The 32nd International Publishers Association Congress, held in New Delhi from February 10 to 13, focused on the importance of traditional publishing values, such as respect for copyright, freedom to publish, and the need for publishers to maintain the veracity and reliability of their content.
Several hundred people attended three days of speeches and panel discussions, which took place at the Taj Hotel Diplomatic Center and were organized locally by the Federation of Indian Publishers. Attendees included members of the local Indian publishing community and a somewhat smaller group of international publishing professionals, including representatives from different national publishing associations. Some traveled from as far as Australia, Brazil, and Finland.
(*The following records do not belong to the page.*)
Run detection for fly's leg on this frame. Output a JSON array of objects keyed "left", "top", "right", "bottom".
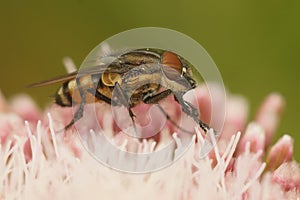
[
  {"left": 115, "top": 83, "right": 138, "bottom": 134},
  {"left": 143, "top": 89, "right": 192, "bottom": 133},
  {"left": 143, "top": 89, "right": 172, "bottom": 104},
  {"left": 175, "top": 95, "right": 210, "bottom": 133},
  {"left": 87, "top": 88, "right": 114, "bottom": 104}
]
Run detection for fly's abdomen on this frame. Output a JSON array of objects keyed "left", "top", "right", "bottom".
[{"left": 55, "top": 76, "right": 105, "bottom": 107}]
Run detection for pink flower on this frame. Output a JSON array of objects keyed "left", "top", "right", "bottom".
[{"left": 0, "top": 59, "right": 300, "bottom": 199}]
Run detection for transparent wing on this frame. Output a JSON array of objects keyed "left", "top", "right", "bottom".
[{"left": 27, "top": 63, "right": 130, "bottom": 88}]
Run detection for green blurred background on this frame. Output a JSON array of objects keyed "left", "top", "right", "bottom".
[{"left": 0, "top": 0, "right": 300, "bottom": 160}]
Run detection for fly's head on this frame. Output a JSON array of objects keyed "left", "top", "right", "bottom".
[{"left": 161, "top": 51, "right": 197, "bottom": 92}]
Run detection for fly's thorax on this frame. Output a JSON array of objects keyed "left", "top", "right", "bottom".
[{"left": 101, "top": 73, "right": 122, "bottom": 87}]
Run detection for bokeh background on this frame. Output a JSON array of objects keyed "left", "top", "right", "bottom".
[{"left": 0, "top": 0, "right": 300, "bottom": 161}]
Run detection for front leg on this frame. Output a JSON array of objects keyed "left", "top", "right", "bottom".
[{"left": 175, "top": 94, "right": 210, "bottom": 133}]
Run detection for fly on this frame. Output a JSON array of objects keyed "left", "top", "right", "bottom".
[{"left": 29, "top": 48, "right": 209, "bottom": 132}]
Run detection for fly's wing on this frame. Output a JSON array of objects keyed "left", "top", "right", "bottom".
[{"left": 27, "top": 63, "right": 131, "bottom": 88}]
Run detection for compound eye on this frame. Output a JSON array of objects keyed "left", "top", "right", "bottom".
[{"left": 161, "top": 51, "right": 182, "bottom": 80}]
Among delegates from the U.S. were Maria Pallante, CEO of the Association of American Publishers; Liu Simpson, executive director of enforcement and trade policy for AAP; Tracey Armstrong, president and CEO of Copyright Clearance Center; Paul Dota, general counsel, litigation, and compliance at Elsevier; and Peter Wiley, chairman of John Wiley & Sons.
The theme for this year’s event was “Where Innovation Meets Experience,” and it was touched upon numerous times throughout the congress. Pallante, for example, said publishers need to acknowledge the growing challenges to copyright, often resulting from technological advances that are outpacing publishers’ ability to respond. Publishers, she said, need to be fully engaged in the debates surrounding copyright law. The same message was echoed by Simpson, who pointed out that enforcing existing copyright law against pirates was like a game of Whac-a-Mole, and it was going to take cooperation among nations and new tools for enforcement to be truly effective in curbing piracy.
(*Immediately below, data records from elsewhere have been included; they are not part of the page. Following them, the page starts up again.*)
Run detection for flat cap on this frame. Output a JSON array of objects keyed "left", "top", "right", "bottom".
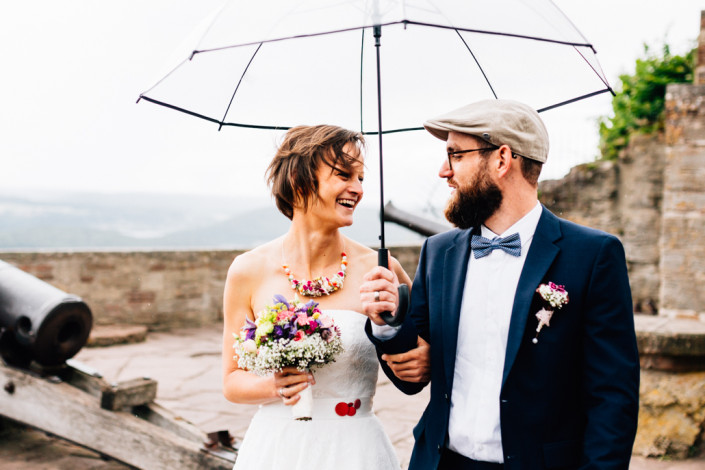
[{"left": 423, "top": 100, "right": 548, "bottom": 163}]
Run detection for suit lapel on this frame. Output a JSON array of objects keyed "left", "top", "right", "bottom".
[
  {"left": 441, "top": 230, "right": 471, "bottom": 390},
  {"left": 502, "top": 207, "right": 561, "bottom": 385}
]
Richard Charkin, executive director of Bloomsbury and past president of the IPA, noted that today, the most innovative companies are also those that are the greatest threat to the book business. “Apple, Amazon, Facebook, Microsoft, and Google all pose a unique challenge to copyright,” he said.
Though there was little discussion of the tech giants overall, several representatives from European publishing associations noted that they fully expect those companies to begin laying legal siege to existing publishing practices that the companies see as thwarting competition, such as fixed-price laws for books. “Each of those companies has 10 lobbyists in Brussels for each of ours,” said one European executive, who requested anonymity. “But we are preparing for their attack.”
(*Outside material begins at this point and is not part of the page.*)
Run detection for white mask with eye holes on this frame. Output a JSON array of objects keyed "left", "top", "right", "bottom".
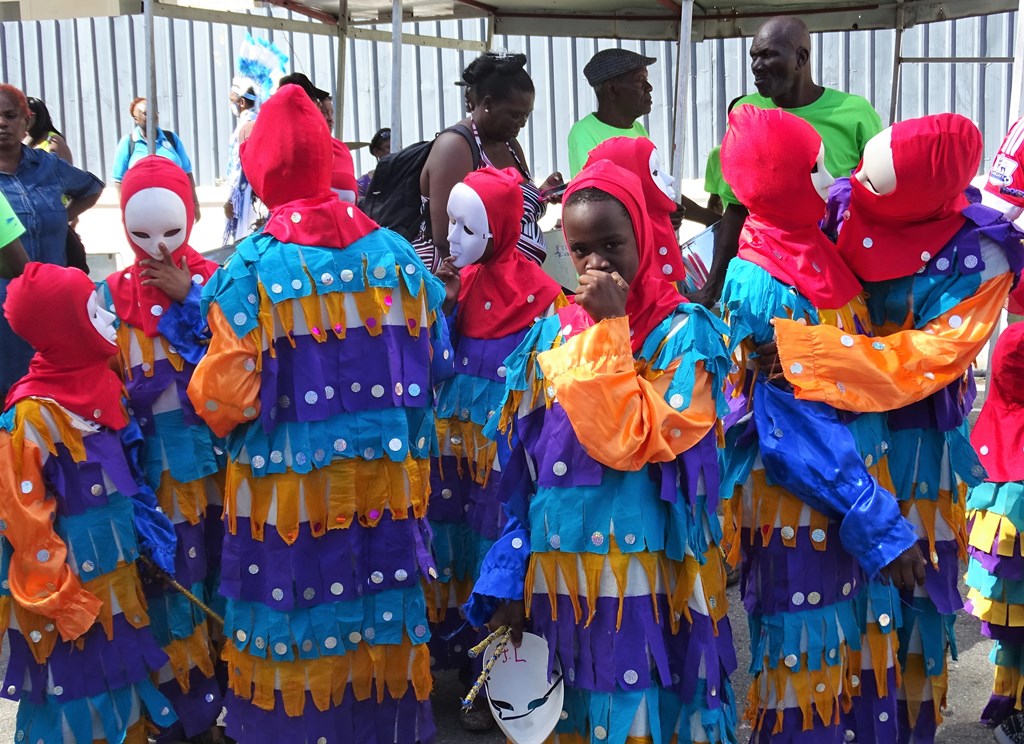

A variety of panels sought to educate participants on a range of practical topics, including the size and scope of the Indian print market (valued at roughly $8.1 billion), best practices for rights management, and efforts around the world to foster children’s reading habits and strengthen educational-publishing capacity in places where it is needed most.
Tying together the discussions was an underlying sense of a shared mission. In a talk on the social responsibility of publishers, Henrique Mota, president of the Federation of European Publishers and v-p of the IPA, defined it as being required “to work honestly, devotedly, and committedly on behalf of our readers and in favor of culture; always defending essential values of humankind; and shielding truth, protecting knowledge, and caring about wisdom.” He noted that the purpose of publishing was not just some romantic notion “out of a Bollywood movie.”
To this end, in recent years, IPA has been increasingly active in working on human rights issues involving the publishing community. Most notably, it elevated China and Saudi Arabia to full-member status in 2015, a controversial move that the IPA defended by saying that it put the organization in a better position to promote its core values in those countries. Its relationship with those countries has been strained by the decision of the IPA’s Freedom to Publish committee to present the 2017 Prix Voltaire, formerly known as the Freedom to Publish award, to Saudi Arabian blogger Raid Badawi, and to gave this year’s prize to Gui Minhai, a Hong Kong bookseller and publisher who is currently under arrest in China. The IPA delegates from China were notably absent from the award presentation to Minhai, which was accepted by his daughter in the U.K., via Skype. Two Prix Voltaires were also awarded posthumously: the first was to Bangladeshi publisher Faisal Arefin Dipon, who was killed by Islamic extremists in 2015, and a second to dissident Chinese author Liu Xiaobo, who died of cancer last year.
The next IPA Congress will take place in Lillehammer, Norway, in 2020.